🤖 AI Summary
Text-to-image (T2I) generative models commonly exhibit social stereotypes, yet the lack of operational definitions for “bias” and “fairness” hinders effective evaluation and mitigation. This study addresses this gap through a systematic literature review, establishing a taxonomy of bias types and fairness concepts in T2I generation, and clarifying the distinction between target fairness and threshold fairness. It further evaluates a range of mitigation strategies—from prompt engineering to interventions in the diffusion process—and proposes an actionable fairness framework. By shifting the evaluation paradigm from descriptive metrics toward goal-oriented, rigorous testing, this work constructs a structured knowledge base for T2I fairness research, offering both theoretical grounding and practical pathways for the responsible development of generative AI systems.
📝 Abstract
Text-to-Image (T2I) generation models have been widely adopted across various industries, yet are criticized for frequently exhibiting societal stereotypes.

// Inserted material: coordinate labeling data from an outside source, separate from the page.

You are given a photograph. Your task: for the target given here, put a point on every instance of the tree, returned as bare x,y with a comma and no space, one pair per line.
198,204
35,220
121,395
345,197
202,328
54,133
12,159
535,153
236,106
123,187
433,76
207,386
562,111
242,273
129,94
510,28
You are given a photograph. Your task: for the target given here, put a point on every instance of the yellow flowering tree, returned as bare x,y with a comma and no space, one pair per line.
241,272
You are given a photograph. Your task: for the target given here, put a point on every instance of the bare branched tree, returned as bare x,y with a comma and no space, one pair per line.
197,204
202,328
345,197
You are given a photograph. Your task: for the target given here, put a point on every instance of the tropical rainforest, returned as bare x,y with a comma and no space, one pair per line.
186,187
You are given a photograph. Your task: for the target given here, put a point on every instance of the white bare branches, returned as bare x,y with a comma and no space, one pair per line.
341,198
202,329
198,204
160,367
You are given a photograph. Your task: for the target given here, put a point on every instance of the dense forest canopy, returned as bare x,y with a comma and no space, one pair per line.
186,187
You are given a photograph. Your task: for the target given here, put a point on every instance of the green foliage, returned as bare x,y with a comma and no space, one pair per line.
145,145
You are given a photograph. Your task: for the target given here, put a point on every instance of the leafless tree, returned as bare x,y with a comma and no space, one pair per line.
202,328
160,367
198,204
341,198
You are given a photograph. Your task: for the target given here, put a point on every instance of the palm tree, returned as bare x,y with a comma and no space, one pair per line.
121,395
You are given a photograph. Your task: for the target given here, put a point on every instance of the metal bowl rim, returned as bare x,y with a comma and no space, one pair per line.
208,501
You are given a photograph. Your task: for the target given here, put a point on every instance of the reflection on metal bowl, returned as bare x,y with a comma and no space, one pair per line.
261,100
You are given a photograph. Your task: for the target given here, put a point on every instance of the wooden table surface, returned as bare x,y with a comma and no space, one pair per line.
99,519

While a growing body of research has emerged to evaluate and mitigate these biases, the field at present contends with conceptual ambiguity, for example terms like "bias" and "fairness" are not always clearly distinguished and often lack clear operational definitions. This paper provides a comprehensive systematic review of T2I fairness literature, organizing existing work into a taxonomy of bias types and fairness notions. We critically assess the gap between "target fairness" (normative ideals in T2I outputs) and "threshold fairness" (normative standards with actionable decision rules). Furthermore, we survey the landscape of mitigation strategies, ranging from prompt engineering to diffusion process manipulation. We conclude by proposing a new framework for operationalizing fairness that moves beyond descriptive metrics towards rigorous, target-based testing, offering an approach for more accountable generative AI development.